Ein Weckruf für den deutschen Frauenfußball
In einem aufschlussreichen Interview hat die ehemalige Kapitänin der deutschen Nationalmannschaft, Alexandra Popp, ihre Bedenken über die aktuelle Entwicklung im deutschen Frauenfußball geäußert. Die 35-Jährige, die nach 14 Jahren beim VfL Wolfsburg zu Borussia Dortmund wechselt, sieht dringenden Handlungsbedarf in der Nachwuchsarbeit und kritisiert die stagnierenden Leistungen des Nationalteams.
Popp betont, dass sich das Team in den letzten Jahren zu sehr auf alte Tugenden wie Kampfgeist und Disziplin verlassen hat. „Wir haben uns in Spiele reingebissen und über Kampf und Disziplin Partien für uns entschieden“, erklärt sie. Doch diese Strategie reicht ihrer Meinung nach nicht mehr aus: „Schönen, qualitativ hochwertigen Fußball haben wir mit der Nationalelf zuletzt nicht angeboten. Da müssen wir wieder hin.“
Die Olympiasiegerin von 2016 fordert eine engere Zusammenarbeit zwischen Vereinen und dem Deutschen Fußball-Bund (DFB), um die Nachwuchsausbildung zu intensivieren. „Die Vereine und der Verband müssen enger zusammenarbeiten und die Nachwuchsausbildung mehr fördern“, sagt Popp. Ihrer Ansicht nach könnte dies dazu führen, dass das Nationalteam wieder an spielerischer Qualität gewinnt.

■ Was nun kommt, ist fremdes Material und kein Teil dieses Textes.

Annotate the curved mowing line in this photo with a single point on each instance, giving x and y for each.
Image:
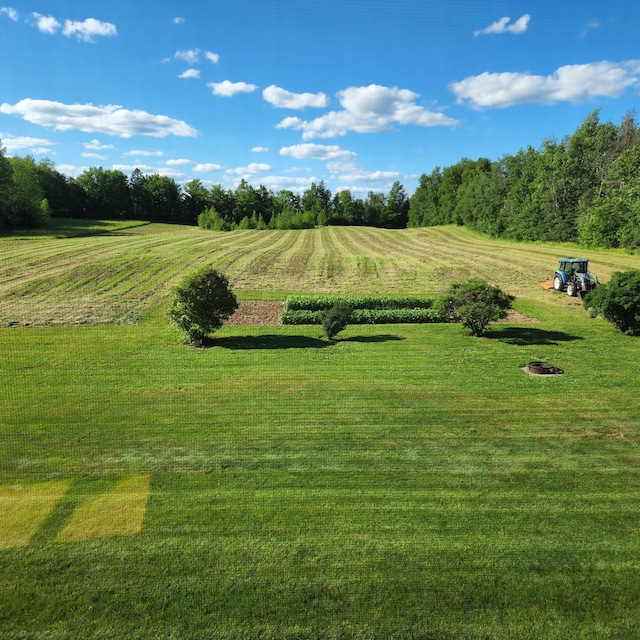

Trotz des Erreichens des EM-Halbfinales und des Nations-League-Finales im vergangenen Jahr sieht Popp eine besorgniserregende Entwicklung: „Mein Eindruck ist aber, dass es nicht mehr die zwei, drei Talente aus jedem Nachwuchsjahrgang gibt, bei denen man erkennt: Die haben das Zeug für die Nationalelf.“ Diese Beobachtung lässt darauf schließen, dass es an der Zeit ist, neue Wege in der Talentförderung einzuschlagen.
Popp äußert auch Unmut über die Vormachtstellung des FC Bayern im Frauenfußball. „Das nervt total“, so ihre klare Ansage. Der Verein hat kürzlich seinen vierten Meistertitel in Folge gewonnen und zeigt keine Anzeichen einer Schwäche. Mit einer beeindruckenden Bilanz von 19 Siegen am Stück stehen sie vor dem Halbfinale der Champions League gegen den FC Barcelona.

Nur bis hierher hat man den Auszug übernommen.